Re: interpreting associations between rows & columns in Proc Corresp

dglassbrenner · Posted 07-06-2017 09:19 AM

What do you look for in the output of Proc Corresp in order to learn which, if any, associations exist between the rows & columns of a contingency table? Specific instructions illustrated on the Getting Started Example (on doctorates in the sciences) would be appreciated!

Rick_SAS · Posted 07-06-2017 12:56 PM

In the GS example, the doc says to look at the Inertia and Chi-Square Decomposition table. "The total chi-square statistic, which is a measure of the association between the rows and columns." Be sure to use the CHI2P option to get the p-value.

dglassbrenner · Posted 07-06-2017 01:44 PM

I probably didn’t explain myself well. How do you tell which particular rows and columns are associated with one another?

Rick_SAS · Posted 07-06-2017 02:22 PM

Look at the "Simple Correspondance Analysis of US Population." The Row Profiles and Row Coordinates tables (and the CA plot) indicate that the "New England" row is similar to "NY,NJ,PA" row, but is not very similar to the "Pacific" row. Similarly, the "1920" column is similar to the "1930" column, but not very similar to "1970."

dglassbrenner · Posted 07-06-2017 02:56 PM

I fear I’m still not explaining my question well. I’m interested in associations between rows and columns. For instance, the Getting Started example concludes from Figure 31.1 that Mathematics and Engineering are associated with the earlier years. How did they come to this conclusion? It’s not based on the proximity of the 1973 & 1974 points with the Math and Engineering points, right (since the distance between a row point and a column point has no meaning)?

More generally, how does one figure out which rows in a contingency table are associated with which columns from the output of Proc Corresp?

Ksharp · Posted 07-07-2017 09:55 AM

Two points is more close, these two is more association.

E.X.

two points both are falling in northeast corner , so they are positive association.

two points, one is falling in northeast corner,another is falling in southwest,so they are negative association.

StatDave · Posted 07-07-2017 10:43 AM

As stated by Clausen (1998) when discussing the interpretation of distances between row and column points, "Usually, however, the points i and j will be close to each other when f(ij)>e(ij), and the distance will be great when f(ij)<e(ij), where f(ij) is the observed and e(ij) is the expected frequency... ." Intuitively, observed counts larger than expected (see the EXPECTED and CELLCHI2 options in PROC CORRESP) indicate some association and this tends to be depicted visually in the plot by closeness. But no, the distances are not chi-square distances as the are between two row points or two column points.

Claussen, S-E (1998), Applied Correspondence Analysis: An Introduction, Sage University Papers Series on Qualitative Applications in the Social Sciences, 07-121. Thousand Oaks, CA: Sage.

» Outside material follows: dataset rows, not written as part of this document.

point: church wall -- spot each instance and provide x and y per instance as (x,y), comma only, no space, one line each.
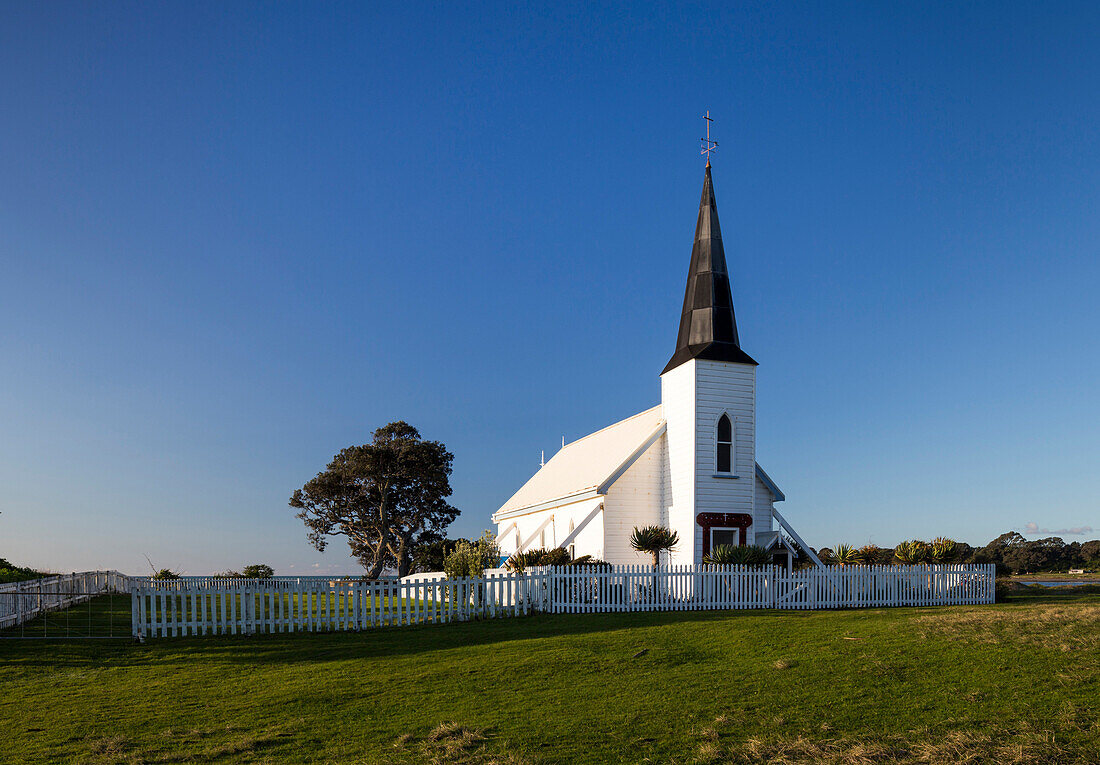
(724,388)
(762,520)
(636,499)
(590,541)
(678,407)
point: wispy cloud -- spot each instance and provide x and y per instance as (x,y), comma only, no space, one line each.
(1034,528)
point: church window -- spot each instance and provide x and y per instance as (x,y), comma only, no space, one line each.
(724,458)
(725,536)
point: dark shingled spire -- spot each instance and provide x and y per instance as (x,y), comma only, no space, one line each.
(707,327)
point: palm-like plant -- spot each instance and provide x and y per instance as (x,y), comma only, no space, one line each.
(845,555)
(733,555)
(912,552)
(653,539)
(942,549)
(868,555)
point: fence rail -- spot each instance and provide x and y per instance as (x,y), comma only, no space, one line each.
(333,603)
(22,601)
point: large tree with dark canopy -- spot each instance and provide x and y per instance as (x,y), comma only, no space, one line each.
(385,496)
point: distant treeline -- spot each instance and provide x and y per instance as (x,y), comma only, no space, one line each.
(1011,552)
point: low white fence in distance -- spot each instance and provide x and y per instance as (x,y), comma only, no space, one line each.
(326,603)
(22,601)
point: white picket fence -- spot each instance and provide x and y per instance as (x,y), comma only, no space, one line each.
(25,600)
(325,603)
(692,588)
(328,603)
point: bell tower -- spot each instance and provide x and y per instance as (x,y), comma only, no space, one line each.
(708,404)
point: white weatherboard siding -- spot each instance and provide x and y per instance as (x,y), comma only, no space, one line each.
(634,500)
(678,407)
(589,541)
(582,467)
(761,520)
(713,389)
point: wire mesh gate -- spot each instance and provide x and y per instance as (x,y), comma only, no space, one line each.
(86,605)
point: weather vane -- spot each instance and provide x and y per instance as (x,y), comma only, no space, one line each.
(708,145)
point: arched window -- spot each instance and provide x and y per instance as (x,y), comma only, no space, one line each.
(724,456)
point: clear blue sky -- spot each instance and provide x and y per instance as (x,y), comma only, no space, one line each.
(234,239)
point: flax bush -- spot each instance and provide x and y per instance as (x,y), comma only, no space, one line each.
(735,555)
(472,558)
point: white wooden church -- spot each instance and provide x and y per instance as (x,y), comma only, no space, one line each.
(688,463)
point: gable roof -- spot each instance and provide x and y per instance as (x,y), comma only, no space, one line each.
(766,480)
(707,326)
(589,466)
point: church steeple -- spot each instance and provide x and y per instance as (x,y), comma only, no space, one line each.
(707,327)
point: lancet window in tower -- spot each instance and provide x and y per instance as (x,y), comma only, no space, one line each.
(724,458)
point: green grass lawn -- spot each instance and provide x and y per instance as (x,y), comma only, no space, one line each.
(1014,682)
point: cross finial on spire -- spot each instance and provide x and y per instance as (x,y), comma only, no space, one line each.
(708,145)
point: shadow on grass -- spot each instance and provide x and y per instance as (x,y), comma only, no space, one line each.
(1018,593)
(328,646)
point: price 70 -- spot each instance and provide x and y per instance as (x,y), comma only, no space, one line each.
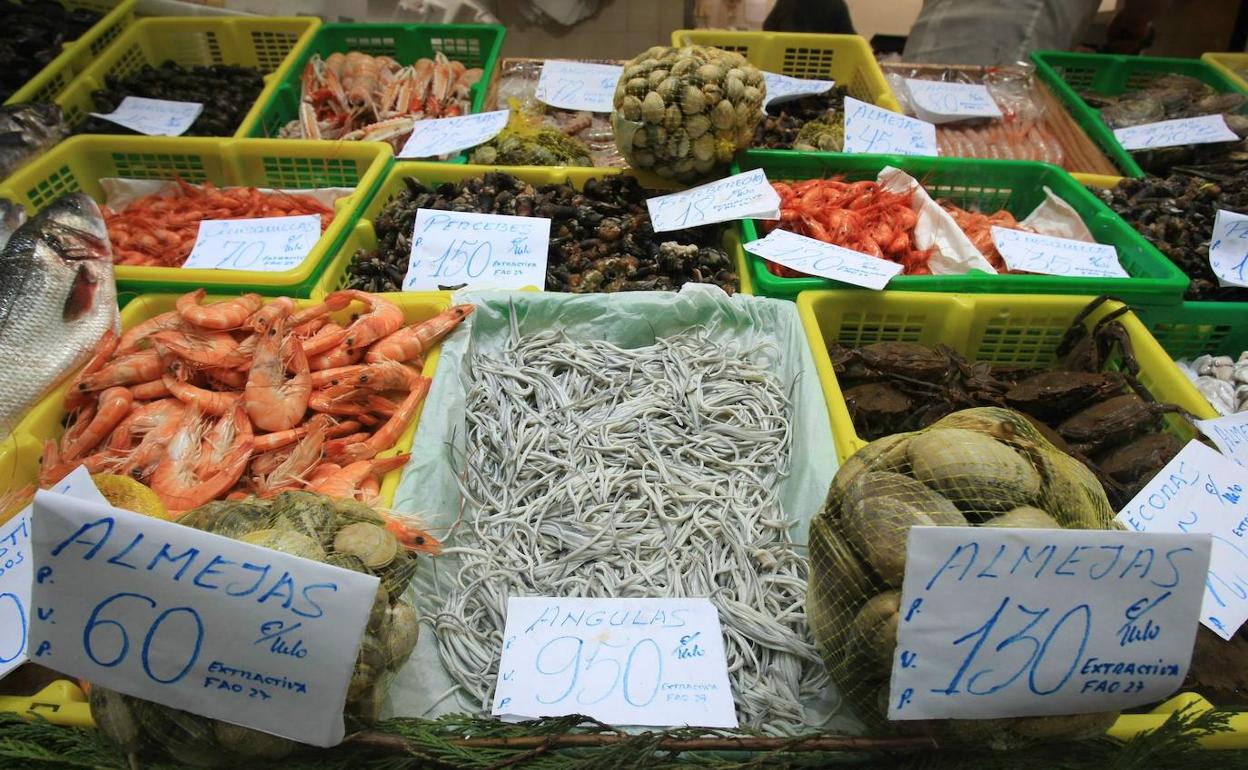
(564,657)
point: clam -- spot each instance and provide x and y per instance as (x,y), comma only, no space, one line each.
(977,473)
(402,630)
(877,513)
(872,635)
(1023,517)
(375,545)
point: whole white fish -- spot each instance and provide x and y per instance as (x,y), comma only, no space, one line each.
(56,300)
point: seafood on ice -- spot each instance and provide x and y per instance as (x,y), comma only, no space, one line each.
(28,130)
(56,300)
(363,97)
(876,219)
(241,397)
(160,230)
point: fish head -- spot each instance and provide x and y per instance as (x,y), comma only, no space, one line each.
(74,229)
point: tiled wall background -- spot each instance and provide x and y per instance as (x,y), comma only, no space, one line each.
(620,30)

Rick_SAS · Posted 07-07-2017 11:15 AM

To add to StatDave's response, both examples in the PROC CORRESP doc have a very strong eigendirection, so most of the inertia (the "variance" analog) is in one dimension. Thus although the row and column points are scaled differently, an extreme row point that is near an extreme column point indicates that these quantities differ from the expected values in the same direction.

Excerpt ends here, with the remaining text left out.